This is how I got my commercial pilot's license, and I'm a senior software engineer.

It just "clicked" with my brain to follow specific procedures ("algorithms") for absolutely everything. Checklists, strict rules, "flows", handling emergencies. It all felt natural to me.

They will throw random stuff at you during checkrides. Pull the power back on one of the engines right after takeoff saying it failed, fail instruments that you were using to navigate, blindfold you ("foggles") and put you almost upside down and then say "recover!".

But you have everything so ingrained in your mind by that point that it's almost robotic. You just look at the inputs (almost upside down, engine #2 is gone, no attitude indicator, whatever it is) and know what the output is supposed to be (roll to unload Gs, lower the nose, full power, check the standby AI, etc).

I happen to work well when there are strict rules and procedures. If this, then that.




I got my CPL the same year my first kid was born. The procedure/checklist culture transferred really well between baby tasking and training.


When you are robotically rolling to unload Gs does it still make your heart go boom!?? I love the idea of flying. I see crop dusters and private planes flying in all the time and it makes me wonder if I ought to try it out.


My Private Pilot training was almost 30 years ago, but after a while it stops being exciting. And that was a big part of why I dropped out: it had become about as interesting as driving in rush hour traffic.

Like the situation OP says: you scan instruments to analyze the situation, determine what to do to recover and apply that procedure. If it doesn't work, or something else goes wrong during that procedure, you adapt to another procedure. Remember, that during every flight with an instructor, you're being trained on one thing or another, so after a while all the "emergencies" seem routine.
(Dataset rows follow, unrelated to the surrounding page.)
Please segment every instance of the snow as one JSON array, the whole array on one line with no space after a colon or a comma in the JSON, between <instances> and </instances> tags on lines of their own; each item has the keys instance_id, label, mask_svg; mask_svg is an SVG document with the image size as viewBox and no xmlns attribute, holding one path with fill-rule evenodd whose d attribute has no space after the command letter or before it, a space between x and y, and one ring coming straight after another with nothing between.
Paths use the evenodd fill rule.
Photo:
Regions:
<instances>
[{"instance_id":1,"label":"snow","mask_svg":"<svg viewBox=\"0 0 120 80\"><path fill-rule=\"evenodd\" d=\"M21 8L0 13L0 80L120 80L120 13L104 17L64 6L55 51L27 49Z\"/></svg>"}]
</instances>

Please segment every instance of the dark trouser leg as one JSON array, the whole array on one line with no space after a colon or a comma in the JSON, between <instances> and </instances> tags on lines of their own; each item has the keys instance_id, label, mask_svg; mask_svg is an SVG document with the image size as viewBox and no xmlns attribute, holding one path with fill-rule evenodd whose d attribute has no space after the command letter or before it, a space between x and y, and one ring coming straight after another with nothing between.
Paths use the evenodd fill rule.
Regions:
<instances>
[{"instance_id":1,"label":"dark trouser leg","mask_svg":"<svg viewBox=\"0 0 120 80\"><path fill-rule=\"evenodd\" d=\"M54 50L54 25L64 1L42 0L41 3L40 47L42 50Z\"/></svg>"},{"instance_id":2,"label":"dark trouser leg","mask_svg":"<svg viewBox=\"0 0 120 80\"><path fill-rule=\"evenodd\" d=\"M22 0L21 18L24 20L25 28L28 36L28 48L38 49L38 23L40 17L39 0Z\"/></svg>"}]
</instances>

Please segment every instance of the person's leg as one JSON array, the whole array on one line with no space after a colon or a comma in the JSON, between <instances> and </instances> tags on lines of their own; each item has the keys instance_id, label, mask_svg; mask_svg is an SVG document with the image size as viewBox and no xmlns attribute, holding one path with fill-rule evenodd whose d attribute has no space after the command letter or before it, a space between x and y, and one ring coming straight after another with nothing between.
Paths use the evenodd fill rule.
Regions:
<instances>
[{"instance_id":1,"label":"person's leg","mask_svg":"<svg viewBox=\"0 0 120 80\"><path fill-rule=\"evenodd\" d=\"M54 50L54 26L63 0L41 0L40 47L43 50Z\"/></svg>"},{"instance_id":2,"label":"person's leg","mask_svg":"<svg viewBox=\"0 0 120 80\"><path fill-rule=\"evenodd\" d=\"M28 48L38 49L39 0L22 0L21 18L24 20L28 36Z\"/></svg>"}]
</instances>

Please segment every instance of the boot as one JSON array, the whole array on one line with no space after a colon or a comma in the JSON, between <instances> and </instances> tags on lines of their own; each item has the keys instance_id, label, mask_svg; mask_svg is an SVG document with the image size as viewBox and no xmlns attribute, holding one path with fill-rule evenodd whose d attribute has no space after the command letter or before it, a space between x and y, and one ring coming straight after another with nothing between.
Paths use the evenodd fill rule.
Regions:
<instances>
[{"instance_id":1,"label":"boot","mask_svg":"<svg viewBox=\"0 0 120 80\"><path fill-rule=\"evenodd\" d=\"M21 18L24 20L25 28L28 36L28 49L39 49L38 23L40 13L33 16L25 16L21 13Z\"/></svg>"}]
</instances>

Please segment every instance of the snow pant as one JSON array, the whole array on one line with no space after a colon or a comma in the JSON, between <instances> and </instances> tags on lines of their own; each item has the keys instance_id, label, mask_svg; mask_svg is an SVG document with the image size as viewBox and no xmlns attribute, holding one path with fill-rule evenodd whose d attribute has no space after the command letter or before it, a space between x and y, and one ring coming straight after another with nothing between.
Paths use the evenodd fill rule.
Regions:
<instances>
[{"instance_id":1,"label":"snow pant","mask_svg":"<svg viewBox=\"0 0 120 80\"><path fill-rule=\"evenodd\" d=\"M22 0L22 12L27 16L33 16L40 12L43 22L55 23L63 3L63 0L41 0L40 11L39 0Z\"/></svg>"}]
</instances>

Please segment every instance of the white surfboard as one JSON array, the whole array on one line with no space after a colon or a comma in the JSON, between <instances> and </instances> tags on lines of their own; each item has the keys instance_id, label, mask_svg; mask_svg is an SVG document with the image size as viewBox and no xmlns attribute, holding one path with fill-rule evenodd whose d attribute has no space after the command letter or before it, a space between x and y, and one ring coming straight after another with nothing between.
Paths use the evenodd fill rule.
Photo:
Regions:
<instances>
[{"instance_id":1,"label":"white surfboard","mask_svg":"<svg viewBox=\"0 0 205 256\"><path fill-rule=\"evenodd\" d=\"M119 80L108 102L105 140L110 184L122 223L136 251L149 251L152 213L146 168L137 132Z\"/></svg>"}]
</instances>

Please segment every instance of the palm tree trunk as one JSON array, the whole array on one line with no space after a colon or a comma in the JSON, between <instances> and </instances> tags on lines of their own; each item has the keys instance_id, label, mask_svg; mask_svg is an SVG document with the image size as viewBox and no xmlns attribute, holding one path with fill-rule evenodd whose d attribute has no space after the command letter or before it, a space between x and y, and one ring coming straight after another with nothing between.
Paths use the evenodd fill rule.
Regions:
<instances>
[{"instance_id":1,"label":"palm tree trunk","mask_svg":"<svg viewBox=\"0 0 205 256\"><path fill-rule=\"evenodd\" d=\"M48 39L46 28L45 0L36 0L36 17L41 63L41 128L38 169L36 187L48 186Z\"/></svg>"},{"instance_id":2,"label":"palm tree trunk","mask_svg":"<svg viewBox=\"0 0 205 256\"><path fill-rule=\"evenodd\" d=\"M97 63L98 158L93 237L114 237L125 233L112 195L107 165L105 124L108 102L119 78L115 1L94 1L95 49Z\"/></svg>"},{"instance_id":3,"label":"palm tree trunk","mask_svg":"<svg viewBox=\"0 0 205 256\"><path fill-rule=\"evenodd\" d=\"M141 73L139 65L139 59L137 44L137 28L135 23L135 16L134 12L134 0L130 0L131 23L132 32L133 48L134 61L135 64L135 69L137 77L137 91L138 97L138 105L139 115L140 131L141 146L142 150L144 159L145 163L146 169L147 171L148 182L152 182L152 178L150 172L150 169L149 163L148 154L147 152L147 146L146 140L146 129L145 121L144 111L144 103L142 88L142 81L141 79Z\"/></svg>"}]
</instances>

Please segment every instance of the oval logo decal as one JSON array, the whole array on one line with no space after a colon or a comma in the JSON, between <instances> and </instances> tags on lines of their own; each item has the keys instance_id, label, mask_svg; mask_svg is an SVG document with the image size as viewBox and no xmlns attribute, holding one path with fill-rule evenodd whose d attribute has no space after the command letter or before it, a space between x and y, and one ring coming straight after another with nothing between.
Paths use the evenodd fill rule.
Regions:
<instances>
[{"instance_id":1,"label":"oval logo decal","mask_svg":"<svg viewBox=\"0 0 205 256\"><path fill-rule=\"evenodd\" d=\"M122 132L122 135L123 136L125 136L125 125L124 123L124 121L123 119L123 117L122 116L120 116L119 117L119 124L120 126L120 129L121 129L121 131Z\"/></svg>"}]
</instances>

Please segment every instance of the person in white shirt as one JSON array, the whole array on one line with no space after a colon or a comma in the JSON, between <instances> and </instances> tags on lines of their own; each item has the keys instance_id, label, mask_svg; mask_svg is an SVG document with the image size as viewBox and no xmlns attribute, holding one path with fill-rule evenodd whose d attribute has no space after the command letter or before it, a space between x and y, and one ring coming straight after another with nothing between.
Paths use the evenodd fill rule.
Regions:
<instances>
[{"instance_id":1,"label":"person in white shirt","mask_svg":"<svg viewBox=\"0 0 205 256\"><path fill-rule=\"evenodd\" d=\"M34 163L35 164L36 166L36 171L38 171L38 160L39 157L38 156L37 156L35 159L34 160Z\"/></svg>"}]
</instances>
You'll be turning onto Final to land and suddenly your instructor will decide that your flaps failed so you have to land without them, or just as you're flaring for a landing he'll tell you to go around, etc.

It certainly results in well-trained pilots, but it also gets very boring.


That's why I like gliding more. It's really all seat of the pants. Not dominated by procedures and endless circuit practice.


I once loved the idea of flying as well, and I have a miserly 18 flight hours on my record, accumulated 23 years ago.

The immediate reason to stop was the fact that the more I did it, the more nauseous I got, but by then I had already decided that flying was not nearly as exciting as I expected it to be. Stopping was an easy decision to make.

That said, I also have friends who still totally love it.